3.2 Evaluation approach

In this section, a brief description of the employed baseline models is initially given, and then, the utilized data along with the portfolio contraction procedure are analyzed. Considerable emphasis is also given on both the evaluation metrics and the statistical tests that enable the comparison between several VaR models.

3.2.1 Baseline techniques

Towards evaluating the proposed DeepVaR framework, a comparison against the four most used VaR estimation techniques and one deep learning model was performed. A short description of these techniques follows.

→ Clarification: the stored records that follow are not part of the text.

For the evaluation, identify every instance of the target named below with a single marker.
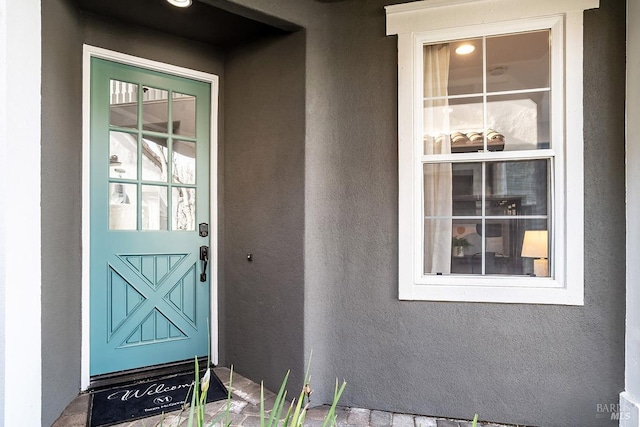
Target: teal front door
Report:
(149, 191)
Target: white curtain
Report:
(437, 177)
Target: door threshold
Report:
(103, 381)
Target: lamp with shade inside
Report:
(536, 245)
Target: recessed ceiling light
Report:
(180, 3)
(465, 49)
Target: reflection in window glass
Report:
(510, 68)
(184, 162)
(154, 207)
(123, 155)
(522, 120)
(122, 206)
(123, 109)
(184, 209)
(154, 159)
(476, 215)
(155, 109)
(465, 67)
(184, 115)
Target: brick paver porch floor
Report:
(245, 411)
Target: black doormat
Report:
(147, 398)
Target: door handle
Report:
(204, 257)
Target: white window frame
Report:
(432, 21)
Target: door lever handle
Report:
(204, 257)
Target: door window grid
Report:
(148, 189)
(462, 139)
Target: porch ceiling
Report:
(205, 21)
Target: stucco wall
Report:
(264, 209)
(63, 33)
(61, 205)
(541, 365)
(632, 374)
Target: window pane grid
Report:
(149, 194)
(509, 200)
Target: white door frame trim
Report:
(91, 52)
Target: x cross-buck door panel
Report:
(150, 134)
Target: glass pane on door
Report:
(184, 115)
(154, 158)
(123, 206)
(184, 162)
(155, 109)
(154, 207)
(184, 209)
(123, 155)
(123, 104)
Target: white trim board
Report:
(96, 52)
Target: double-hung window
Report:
(490, 150)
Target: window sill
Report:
(545, 293)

GARCH type models have been widely used for VaR estimation, producing considerably well results in exchange rate data (So and Philip 2006). Such models can capture the time-varying volatility feature characterizing financial time-series. Thus, a GARCH model can be utilized to predict the future volatility of the returns. Since GARCH(1,1) model was found to be adequate to many financial time-series (Bollerslev et al. 1992), we have chosen it as one of the three baseline models, which can be described as

$$\begin{aligned} r_t= & {} \mu + \epsilon _t, \end{aligned}$$
$$\begin{aligned} \epsilon _t= & {} \sigma _te_t, e_t\sim N(0,1), \end{aligned}$$
$$\begin{aligned} \sigma _t^2= & {} \omega +\alpha \epsilon ^2_{t-1}+\beta \sigma ^2_{t-1}. \end{aligned}$$

Future returns \(r_{t+1}\) can be obtained by estimation of the parameters \(\omega ,\alpha , \beta\) in Eq. 6 using the maximum-likelihood method. To have comparable results to the DeepVaR, the parameters of GARCH(1, 1) model are estimated over a sample of 900 observations.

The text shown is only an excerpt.